Updated Tuesday, Jun 24 at 7:07 PM

It started off as a request for a small amount of copper for charity. It ended up being one costly con. The crooks were ultimately caught, but Seattle City Light is not on the hook for allowing it to happen.

It was a chance meeting last April at a Starbucks in the lobby of the Seattle Municipal Building when two men approached Seattle City Light Superintendent Jorge Carrasco as he waited for his coffee.

”These gentlemen presented themselves as members of an Indian tribe working with disabled children and were seeking donation of a small amount of copper,” said Scott Thomsen, spokesman for Seattle City Light.
The men, Michael George (aka Michael Little Bear) and Jim Cost (aka Joe Wolf) were dressed in Native American garb when they told Carrasco they’d use the wire scrap to craft jewelry for charity. Carrasco obliged and directed workers at City Light’s SODO facility to give the men some scrap wire. But the men made off with a lot more then Carrasco intended.  

”From a decision to provide a small amount of copper they were able to talk their way into our facility and make off with a much larger amount,” said Thomsen.

Forty-thousand pounds to be exact. And City Light never questioned the men’s so-called charity. When asked if anyone at the utility called to verify the men’s claims, Thomsen replied, “I can only tell you what did happen and a phone call was not made.”

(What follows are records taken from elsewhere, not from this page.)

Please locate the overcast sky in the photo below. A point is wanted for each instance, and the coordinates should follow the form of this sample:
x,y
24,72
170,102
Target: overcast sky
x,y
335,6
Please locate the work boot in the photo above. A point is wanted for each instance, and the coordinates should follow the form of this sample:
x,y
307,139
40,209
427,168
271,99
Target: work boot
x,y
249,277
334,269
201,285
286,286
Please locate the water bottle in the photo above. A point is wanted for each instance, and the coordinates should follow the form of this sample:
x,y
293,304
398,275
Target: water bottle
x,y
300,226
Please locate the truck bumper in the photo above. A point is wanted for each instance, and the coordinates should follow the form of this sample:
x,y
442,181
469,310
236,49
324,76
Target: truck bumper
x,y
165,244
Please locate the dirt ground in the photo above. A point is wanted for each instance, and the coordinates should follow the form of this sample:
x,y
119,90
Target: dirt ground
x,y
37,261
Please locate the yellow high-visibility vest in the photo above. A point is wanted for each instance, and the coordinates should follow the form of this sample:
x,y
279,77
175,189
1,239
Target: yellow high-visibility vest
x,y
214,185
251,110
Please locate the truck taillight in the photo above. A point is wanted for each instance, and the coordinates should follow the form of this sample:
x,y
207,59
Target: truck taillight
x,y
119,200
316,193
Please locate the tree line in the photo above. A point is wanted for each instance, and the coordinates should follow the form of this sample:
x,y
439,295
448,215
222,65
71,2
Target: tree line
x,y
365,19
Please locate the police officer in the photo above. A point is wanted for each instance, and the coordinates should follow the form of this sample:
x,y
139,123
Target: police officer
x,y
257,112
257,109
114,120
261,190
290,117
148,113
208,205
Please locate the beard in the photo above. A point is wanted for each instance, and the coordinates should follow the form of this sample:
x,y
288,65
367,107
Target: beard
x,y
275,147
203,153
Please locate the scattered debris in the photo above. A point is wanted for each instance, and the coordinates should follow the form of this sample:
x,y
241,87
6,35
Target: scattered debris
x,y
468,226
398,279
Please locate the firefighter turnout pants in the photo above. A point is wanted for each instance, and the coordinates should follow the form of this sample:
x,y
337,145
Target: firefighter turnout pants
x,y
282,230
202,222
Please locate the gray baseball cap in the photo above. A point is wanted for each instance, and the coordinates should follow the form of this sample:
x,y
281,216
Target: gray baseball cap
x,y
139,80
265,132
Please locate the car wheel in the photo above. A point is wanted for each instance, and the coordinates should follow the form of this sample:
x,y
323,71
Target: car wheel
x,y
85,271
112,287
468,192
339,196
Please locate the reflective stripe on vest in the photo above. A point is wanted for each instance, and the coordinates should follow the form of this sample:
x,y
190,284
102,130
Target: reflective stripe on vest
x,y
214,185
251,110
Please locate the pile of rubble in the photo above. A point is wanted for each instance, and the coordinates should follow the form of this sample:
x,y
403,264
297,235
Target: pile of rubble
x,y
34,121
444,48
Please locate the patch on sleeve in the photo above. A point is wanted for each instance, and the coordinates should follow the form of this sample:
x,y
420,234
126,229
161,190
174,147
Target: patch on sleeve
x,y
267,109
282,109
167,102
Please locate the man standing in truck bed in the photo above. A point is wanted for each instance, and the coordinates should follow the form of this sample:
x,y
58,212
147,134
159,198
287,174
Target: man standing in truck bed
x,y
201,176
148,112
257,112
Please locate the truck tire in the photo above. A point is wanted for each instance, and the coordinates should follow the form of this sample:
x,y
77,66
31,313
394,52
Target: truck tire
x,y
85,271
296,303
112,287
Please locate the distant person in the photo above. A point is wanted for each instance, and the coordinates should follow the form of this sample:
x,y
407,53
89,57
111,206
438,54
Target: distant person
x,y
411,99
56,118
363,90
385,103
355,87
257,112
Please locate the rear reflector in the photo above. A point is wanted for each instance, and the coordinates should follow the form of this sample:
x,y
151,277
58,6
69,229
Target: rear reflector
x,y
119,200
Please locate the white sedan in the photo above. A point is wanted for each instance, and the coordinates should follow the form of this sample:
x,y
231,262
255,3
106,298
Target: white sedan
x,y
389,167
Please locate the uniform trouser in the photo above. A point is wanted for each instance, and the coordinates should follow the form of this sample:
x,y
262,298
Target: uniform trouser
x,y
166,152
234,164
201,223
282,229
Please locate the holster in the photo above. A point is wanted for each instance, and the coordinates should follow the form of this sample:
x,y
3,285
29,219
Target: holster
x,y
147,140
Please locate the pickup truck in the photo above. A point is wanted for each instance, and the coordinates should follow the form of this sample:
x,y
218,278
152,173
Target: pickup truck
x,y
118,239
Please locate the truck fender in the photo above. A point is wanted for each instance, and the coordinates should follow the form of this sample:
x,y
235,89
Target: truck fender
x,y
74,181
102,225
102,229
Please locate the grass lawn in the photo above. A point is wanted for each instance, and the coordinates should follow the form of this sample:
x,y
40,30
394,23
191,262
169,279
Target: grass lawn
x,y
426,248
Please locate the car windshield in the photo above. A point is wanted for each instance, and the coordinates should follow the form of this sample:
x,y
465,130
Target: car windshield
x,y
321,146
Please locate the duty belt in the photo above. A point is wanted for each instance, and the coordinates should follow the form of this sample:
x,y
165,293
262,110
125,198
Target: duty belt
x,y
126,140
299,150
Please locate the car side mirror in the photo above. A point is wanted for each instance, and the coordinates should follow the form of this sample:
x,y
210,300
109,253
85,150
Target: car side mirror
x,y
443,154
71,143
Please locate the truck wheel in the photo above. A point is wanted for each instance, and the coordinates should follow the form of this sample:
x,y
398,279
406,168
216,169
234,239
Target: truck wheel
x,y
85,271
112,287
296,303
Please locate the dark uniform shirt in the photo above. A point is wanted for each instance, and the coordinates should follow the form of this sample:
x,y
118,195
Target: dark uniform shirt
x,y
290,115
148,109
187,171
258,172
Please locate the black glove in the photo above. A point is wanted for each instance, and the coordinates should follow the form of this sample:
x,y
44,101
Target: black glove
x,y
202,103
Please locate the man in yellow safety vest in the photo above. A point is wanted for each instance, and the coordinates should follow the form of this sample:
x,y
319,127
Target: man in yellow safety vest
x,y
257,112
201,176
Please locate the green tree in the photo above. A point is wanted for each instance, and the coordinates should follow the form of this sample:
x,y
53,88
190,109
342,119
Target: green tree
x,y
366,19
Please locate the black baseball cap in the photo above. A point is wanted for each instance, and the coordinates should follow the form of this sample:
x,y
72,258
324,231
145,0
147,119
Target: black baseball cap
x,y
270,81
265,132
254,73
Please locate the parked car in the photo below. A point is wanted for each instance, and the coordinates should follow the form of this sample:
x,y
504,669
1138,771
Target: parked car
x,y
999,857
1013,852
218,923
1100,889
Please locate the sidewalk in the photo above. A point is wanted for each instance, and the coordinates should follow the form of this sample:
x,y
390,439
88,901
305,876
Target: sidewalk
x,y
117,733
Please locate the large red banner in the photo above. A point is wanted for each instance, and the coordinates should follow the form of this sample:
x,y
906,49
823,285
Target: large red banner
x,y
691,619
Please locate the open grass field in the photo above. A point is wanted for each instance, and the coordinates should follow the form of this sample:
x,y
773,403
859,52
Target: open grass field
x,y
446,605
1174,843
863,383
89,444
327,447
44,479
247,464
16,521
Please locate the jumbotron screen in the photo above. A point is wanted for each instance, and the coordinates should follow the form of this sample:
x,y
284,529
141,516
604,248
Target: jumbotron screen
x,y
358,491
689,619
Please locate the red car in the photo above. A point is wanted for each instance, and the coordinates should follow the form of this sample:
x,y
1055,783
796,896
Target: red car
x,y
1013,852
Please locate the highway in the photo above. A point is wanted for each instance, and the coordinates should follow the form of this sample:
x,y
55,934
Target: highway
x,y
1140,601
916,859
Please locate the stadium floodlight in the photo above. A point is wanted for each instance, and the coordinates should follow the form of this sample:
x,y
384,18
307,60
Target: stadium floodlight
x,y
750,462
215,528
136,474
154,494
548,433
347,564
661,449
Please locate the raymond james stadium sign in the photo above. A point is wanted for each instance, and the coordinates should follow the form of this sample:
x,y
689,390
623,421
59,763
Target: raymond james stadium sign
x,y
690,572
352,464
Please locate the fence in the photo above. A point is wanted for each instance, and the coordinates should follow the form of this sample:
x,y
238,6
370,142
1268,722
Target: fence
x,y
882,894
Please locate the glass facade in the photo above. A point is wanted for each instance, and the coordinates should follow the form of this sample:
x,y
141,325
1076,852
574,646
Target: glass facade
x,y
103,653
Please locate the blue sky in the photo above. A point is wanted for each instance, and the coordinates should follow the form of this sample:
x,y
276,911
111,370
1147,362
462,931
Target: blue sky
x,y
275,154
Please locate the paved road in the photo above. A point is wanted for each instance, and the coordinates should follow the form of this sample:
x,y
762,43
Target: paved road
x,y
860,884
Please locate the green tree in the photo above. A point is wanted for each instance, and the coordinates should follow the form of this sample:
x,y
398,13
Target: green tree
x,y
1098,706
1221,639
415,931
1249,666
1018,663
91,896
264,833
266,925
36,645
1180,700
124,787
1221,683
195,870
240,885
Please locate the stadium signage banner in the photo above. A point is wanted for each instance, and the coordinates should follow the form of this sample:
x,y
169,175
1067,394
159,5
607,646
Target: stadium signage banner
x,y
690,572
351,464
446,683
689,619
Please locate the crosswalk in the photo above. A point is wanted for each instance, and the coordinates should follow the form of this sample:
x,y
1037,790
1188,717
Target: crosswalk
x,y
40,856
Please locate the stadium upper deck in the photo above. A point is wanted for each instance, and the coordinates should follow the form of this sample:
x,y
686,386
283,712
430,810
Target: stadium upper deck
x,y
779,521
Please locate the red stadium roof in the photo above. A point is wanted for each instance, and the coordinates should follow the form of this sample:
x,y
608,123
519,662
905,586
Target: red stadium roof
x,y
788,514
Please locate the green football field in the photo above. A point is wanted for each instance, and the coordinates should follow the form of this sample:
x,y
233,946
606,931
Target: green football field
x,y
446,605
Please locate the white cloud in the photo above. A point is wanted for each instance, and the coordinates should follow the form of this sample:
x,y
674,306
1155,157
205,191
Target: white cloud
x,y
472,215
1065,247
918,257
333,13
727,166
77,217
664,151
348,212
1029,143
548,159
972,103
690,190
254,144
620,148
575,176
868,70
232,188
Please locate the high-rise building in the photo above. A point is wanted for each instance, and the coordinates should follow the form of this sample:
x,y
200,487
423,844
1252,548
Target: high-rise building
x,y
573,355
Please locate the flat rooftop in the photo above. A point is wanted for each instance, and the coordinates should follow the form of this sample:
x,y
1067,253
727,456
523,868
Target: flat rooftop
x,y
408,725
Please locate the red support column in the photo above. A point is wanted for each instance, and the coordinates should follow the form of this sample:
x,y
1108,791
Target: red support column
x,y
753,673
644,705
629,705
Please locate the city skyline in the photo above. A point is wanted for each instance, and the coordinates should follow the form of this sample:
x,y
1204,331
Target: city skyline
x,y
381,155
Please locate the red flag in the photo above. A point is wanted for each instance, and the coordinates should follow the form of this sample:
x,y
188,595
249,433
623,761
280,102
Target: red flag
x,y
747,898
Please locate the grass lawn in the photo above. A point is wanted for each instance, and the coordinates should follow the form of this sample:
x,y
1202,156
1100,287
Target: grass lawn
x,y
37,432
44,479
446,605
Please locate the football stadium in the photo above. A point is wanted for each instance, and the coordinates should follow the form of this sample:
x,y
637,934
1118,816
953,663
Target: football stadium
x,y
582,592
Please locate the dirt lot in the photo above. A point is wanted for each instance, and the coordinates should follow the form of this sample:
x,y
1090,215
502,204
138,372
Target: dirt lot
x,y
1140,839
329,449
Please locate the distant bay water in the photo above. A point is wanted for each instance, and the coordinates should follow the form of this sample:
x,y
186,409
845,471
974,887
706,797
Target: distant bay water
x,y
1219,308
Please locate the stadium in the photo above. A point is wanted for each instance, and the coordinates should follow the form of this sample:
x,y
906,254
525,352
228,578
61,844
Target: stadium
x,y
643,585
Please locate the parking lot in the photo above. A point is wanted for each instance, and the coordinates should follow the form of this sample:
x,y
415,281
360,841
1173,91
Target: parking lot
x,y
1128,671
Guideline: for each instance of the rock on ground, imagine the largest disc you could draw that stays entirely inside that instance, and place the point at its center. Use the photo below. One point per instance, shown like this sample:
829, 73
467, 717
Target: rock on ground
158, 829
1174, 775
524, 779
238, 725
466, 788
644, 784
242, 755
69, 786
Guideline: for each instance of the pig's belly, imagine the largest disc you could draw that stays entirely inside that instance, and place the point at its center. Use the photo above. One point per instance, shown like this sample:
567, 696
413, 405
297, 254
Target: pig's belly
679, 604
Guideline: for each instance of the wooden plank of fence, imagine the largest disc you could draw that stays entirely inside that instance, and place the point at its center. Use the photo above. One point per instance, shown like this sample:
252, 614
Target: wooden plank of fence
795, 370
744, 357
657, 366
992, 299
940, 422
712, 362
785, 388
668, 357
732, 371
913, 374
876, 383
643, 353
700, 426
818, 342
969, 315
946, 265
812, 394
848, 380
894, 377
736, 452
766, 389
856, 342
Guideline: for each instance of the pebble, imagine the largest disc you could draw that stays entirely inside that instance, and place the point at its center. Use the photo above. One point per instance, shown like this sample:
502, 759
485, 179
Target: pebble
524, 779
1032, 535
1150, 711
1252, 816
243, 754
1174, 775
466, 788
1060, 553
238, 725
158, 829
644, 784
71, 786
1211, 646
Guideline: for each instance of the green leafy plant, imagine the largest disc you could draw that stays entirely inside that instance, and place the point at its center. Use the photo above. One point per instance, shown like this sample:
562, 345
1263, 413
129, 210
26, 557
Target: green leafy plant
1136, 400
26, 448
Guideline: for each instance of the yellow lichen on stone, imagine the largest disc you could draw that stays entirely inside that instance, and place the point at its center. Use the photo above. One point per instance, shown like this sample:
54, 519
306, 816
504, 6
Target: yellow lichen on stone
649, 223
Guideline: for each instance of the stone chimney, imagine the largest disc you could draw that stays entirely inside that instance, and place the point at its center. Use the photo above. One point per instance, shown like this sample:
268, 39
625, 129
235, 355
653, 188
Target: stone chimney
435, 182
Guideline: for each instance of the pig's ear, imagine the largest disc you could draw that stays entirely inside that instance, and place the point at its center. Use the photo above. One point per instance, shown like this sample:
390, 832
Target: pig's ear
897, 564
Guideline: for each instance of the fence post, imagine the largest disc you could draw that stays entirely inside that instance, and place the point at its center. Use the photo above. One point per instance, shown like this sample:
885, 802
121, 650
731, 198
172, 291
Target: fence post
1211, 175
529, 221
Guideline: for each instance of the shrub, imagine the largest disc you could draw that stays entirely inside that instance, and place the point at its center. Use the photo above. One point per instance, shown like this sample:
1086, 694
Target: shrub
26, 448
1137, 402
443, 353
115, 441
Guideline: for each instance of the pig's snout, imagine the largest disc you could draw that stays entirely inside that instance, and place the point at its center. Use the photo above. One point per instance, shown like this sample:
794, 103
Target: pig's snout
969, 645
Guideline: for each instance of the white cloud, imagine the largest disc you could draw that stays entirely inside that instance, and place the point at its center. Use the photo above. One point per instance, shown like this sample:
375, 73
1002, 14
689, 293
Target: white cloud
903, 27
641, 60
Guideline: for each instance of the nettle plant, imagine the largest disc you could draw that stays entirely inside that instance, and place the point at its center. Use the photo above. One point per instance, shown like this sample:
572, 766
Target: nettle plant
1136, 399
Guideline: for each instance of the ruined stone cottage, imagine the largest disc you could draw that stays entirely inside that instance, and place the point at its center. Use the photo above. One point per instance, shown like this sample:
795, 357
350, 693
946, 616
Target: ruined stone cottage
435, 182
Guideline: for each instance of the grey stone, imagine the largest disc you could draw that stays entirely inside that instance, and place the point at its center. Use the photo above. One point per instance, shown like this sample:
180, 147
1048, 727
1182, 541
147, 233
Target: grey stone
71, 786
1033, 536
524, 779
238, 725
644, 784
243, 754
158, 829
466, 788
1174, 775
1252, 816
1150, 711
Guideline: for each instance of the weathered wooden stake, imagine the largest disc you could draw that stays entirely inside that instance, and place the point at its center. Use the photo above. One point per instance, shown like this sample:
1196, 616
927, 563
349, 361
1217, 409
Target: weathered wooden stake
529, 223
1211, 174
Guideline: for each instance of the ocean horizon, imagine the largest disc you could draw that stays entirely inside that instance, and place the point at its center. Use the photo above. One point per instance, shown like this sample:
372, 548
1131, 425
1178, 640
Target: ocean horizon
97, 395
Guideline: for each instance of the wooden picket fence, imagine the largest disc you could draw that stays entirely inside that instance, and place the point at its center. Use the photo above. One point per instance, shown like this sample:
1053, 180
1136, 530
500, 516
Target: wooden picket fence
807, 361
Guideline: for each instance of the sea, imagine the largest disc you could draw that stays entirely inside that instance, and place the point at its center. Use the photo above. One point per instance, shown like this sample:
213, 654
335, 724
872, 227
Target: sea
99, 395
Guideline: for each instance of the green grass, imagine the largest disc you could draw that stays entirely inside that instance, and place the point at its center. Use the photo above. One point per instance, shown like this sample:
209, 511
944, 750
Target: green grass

The utility’s own internal investigation and a subsequent review by the city auditor found no wrongdoing by Carrasco or any of his staff. The pair has pulled off their sophisticated scheme in other parts of the country as well. For Seattle City Light, it was a painful lesson learned. 

“We know we were duped. That’s why we’ve taken a number of steps to improve our practices and make sure this doesn’t happen again.”

Carrasco is currently in Washington, DC as part of the “Alliance to Save Energy” and was not available for an interview.

Thomsen says the utility was able to recover all $120,000 worth of scrap wire. The suspects were arraigned in court six months ago but they bailed out and haven’t been seen since.

KING 5 also reached out for comment from members of the Seattle City Council. No one returned our call.

Carrasco is Seattle’s highest paid public employee, earning $245,000 a year. Last week, the council approved a raise for him.